Seorang Pustakawan dalam era teknologi informasi saat ini perlu mempersiapkan diri dalam menghadapi era perpustakaan digital. Kemampuan dalam beradaptasi dengan lingkungan ini amat diperlukan karena pemustaka sendiri tentunya mengharapkan layanan yang berorientasi pada teknologi maju sehingga keakuratan data dan kecepatan informasi dapat diperoleh. Khususnya pada perpustakaan yang melayani lembaga perguruan tinggi akan selalu berkembang baik jumlah koleksi, fasilitas maupun pengembangan profesionalisme para pustakawan. Dalam mendukung aktivitas kegiatan ini perpustakaan diharapkan akan selalu sigap dalam menyiapkan kebutuhan pemustaka sehingga koleksi yang disediakan mampu mengimbangi kebutuhan informasi yang diperlukan.

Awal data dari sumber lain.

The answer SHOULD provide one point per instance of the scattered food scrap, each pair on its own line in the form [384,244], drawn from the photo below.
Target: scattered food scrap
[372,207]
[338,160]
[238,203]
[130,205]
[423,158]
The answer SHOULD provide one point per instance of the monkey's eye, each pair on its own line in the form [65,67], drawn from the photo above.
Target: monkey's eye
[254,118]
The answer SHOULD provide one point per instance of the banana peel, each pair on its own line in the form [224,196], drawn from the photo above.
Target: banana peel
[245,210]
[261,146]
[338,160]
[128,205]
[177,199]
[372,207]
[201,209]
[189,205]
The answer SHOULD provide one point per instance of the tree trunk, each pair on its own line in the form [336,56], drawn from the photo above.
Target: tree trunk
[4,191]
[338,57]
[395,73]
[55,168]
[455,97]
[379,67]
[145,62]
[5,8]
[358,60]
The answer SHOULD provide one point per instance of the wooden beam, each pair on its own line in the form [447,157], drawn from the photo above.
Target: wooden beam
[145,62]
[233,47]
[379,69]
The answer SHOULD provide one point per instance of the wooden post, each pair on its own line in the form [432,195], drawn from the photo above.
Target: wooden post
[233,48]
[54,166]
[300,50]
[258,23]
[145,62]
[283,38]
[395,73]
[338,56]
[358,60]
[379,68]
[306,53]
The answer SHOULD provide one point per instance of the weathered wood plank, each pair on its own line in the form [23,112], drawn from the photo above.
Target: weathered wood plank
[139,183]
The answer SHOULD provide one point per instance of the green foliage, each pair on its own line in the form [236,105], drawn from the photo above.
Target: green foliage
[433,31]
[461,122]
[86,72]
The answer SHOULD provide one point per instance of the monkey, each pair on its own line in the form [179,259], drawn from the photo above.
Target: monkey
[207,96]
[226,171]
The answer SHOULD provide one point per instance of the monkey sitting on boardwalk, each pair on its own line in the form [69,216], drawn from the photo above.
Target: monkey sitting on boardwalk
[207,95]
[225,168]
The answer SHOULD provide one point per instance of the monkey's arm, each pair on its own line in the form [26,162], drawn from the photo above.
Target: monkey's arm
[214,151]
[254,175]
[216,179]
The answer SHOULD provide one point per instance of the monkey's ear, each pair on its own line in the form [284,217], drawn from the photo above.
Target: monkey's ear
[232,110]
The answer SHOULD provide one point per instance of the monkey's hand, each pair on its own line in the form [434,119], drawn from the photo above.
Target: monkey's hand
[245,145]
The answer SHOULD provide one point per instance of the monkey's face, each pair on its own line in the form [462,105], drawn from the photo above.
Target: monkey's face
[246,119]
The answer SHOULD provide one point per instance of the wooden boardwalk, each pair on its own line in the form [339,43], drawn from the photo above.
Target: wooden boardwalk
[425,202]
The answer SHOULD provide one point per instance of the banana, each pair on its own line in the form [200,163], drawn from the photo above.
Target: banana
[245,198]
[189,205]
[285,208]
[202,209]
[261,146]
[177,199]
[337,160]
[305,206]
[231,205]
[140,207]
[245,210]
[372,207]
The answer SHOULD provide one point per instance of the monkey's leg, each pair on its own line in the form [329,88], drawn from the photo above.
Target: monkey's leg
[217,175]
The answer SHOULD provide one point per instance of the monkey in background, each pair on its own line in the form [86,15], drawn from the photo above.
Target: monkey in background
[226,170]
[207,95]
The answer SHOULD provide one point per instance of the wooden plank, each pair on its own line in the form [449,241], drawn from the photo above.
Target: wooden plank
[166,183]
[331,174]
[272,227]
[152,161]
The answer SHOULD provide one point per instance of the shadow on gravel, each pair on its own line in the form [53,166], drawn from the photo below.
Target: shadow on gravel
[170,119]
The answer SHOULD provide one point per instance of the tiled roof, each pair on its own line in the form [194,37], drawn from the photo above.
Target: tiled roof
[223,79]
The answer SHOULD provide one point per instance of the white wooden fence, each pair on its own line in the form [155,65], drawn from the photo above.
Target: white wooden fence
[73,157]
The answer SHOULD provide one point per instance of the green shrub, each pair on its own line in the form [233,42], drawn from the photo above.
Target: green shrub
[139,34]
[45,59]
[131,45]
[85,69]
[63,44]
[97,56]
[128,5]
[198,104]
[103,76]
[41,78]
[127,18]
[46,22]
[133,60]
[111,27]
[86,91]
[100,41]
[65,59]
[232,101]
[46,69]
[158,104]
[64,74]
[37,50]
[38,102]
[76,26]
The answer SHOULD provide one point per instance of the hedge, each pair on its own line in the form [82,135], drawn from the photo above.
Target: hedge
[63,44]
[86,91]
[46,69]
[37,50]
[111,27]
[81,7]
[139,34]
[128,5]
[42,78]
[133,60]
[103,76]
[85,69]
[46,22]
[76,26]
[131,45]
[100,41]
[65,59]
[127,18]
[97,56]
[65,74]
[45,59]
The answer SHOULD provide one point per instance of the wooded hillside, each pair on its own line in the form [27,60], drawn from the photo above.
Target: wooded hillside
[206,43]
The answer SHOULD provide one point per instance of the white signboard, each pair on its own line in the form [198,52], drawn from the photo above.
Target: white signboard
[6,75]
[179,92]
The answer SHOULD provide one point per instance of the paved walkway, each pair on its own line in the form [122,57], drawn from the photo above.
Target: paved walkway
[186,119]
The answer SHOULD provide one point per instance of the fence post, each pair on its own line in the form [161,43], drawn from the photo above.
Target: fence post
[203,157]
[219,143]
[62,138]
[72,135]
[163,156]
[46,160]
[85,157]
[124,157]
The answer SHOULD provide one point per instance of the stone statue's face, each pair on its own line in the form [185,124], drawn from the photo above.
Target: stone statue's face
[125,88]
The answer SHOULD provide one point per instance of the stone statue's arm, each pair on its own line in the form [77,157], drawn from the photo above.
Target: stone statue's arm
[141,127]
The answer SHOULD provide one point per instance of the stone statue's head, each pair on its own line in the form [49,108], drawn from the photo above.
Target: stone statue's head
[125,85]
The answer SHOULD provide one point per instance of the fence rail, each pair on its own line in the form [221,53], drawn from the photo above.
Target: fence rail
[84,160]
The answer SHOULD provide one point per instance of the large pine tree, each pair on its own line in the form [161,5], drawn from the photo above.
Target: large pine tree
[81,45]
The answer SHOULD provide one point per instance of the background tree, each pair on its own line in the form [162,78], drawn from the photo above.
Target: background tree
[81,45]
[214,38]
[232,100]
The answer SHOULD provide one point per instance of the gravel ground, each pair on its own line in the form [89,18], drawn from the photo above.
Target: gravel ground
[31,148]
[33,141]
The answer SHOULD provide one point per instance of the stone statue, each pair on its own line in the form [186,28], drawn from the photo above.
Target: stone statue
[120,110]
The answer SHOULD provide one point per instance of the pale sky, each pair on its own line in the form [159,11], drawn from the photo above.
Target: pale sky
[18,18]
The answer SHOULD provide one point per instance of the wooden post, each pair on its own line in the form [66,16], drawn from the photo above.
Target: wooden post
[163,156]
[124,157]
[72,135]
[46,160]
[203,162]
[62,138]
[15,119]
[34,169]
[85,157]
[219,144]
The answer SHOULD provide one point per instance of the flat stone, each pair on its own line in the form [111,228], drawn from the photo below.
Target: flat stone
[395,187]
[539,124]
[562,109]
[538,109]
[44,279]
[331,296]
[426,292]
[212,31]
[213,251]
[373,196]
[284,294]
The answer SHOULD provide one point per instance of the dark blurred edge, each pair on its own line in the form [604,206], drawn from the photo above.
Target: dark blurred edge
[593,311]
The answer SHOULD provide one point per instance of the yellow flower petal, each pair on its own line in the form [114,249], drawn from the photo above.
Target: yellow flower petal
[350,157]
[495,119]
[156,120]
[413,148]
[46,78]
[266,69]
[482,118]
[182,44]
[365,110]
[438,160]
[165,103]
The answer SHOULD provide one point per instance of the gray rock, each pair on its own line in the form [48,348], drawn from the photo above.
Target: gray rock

Era digital menjadi peluang maupun tantangan bagi sektor perpustakaan, terutama peran perpustakaan perguruan tinggi dalam meningkatkan pelayanan. Perpustakaan perguruan tinggi terus berbenah dalam hal pelayanan dan pengemasan informasi serta persebaran informasi ilmu pengetahuan. Perpustakaan harus menjadi sasaran utama buat civitas akademik dalam memperoleh informasi, untuk itu perpustakaan harus selalu memperbaharui koleksi baik itu tercetak maupun non cetak.
Peran Pustakawan, semakin berkembang dari waktu ke waktu. Kini pustakawan tidak hanya melayani sirkulasi buku, tetapi dituntut untuk dapat memberikan informasi secara cepat, tepat, akurat, dan efisien dari segi waktu dan biaya. Pustakawan dituntut untuk mengembangkan kompetensi yang ada dalam dirinya guna mendukung pelaksanaan program Tridarma Perguruan Tinggi. Kompetensi dan peran pustakawan sangat berperan dalam mendukung tercapainya visi perguruan tinggi.
Butuh perjuangan lebih ekstra untuk menunjukkan bahwa pustakawan ini mampu sejajar dengan profesi lain. Betapa tidak, status pustakawan kini sudah terlanjur masuk pada ranah profesional. Artinya, ada kualifikasi tertentu jika seseorang ingin menjadi pustakawan. Ini pula menjadi penanda bahwa pustakawan bukan lagi seperti yang dianggap orang pada masa-masa sebelumnya yang hanya sebagai penjaga buku dan penjaga gunungan kertas di gudang saja. Dengan harapan, semakin profesionalnya para pengelola perpustakaan atau pustakawan, maka akan mempunyai nilai lebih di mata pemustaka khususnya dalam hal pelayanan,dan tentunya akan menaikkan nilai tambah untuk lembaga dan masyarakat umum. (Dedi Natawijaya)
Dedi Natawijaya adalah Arsiparis Perpustakaan Universitas Siliwangi.